While he will consider developing projects with other writers down the road, “at this point I still look at myself as a writer,” Lindelof said. “This (deal) is about me creating my next show.” As for what that show would be, he would like to do a broadcast series again, and he definitely wants to try his hand in the cable arena. In terms of genres, after working on several back-to-back sci-fi features, most recently Prometheus and Abrams’ Star Trek sequel, “I think certainly film-wise, I’m spaced out, I think I’ve got the robot-spaceship future bug out of my system.” On the TV side, “I probably won’t be the guy who creates the next Mad Men or Breaking Bad, though I love both of these shows,” he said. “What I love about television is character-based storytelling, and I want to continue to explore fantastical way of doing it where characters live in a world that is a little skewed.” But don’t expect a new Lost from him. “I won’t be the one that would come up with the next Lost,” Lindelof said, adding that he has no interest in doing more shows with “wackadoo mythology.”
Lindelof started thinking about returning to television last year, about a year after Lost ended. “Movie life is nice and different, but l missed the energy and excitement of doing series television,” he said. At the time, he felt he didn’t have “stories to tell,” so he tabled the idea but revisited it this spring. Through Abrams, who moved to Warner Bros. TV in 2006, Lindelof had gotten to know WBTV president Peter Roth who had extended an open invitation to him to join the studio while he was still on Lost. The studio received a rave recommendation from Abrams who told Lindelof he was “the happiest he has ever been” at WBTV. “Based on my relationship with Peter, I felt a tremendous amount of camaraderie and safety there,” Lindelof said. Still, because of his strong ties with ABC and ABC Studios through Lost, when he became serious about pursuing a TV deal, Lindelof first sat down with executives from ABC Studios, including EVP Barry Jossen, whom Lindelof considers a personal friend. But, despite his “wonderful relationship” at ABC, “it was important that I would be able to sell to any network, and I wanted to be able to do cable series, and, based on their business model, I felt it would be enormously challenging for them to do that.”

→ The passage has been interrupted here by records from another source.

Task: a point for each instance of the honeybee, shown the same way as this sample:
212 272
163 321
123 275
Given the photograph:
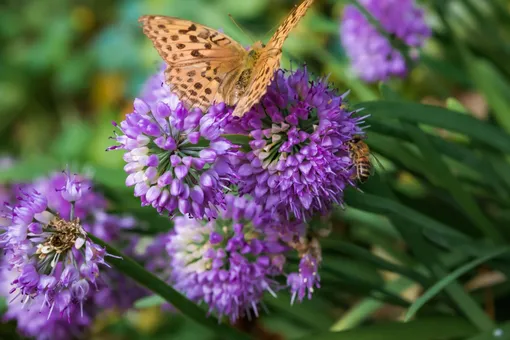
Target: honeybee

With Prometheus hitting the screen and the Star Trek sequel wrapped, Lindelof, repped by CAA and attorney Bob Myman, is close to clearing his film plate. He is about to deliver his script 1952 to Disney, and if it gets greenlit, Lindelof will produce it while working on his development for WBTV. After that, it will be all television for the remainder of his WBTV deal. “I’m ready to come back to TV full-time,” he said.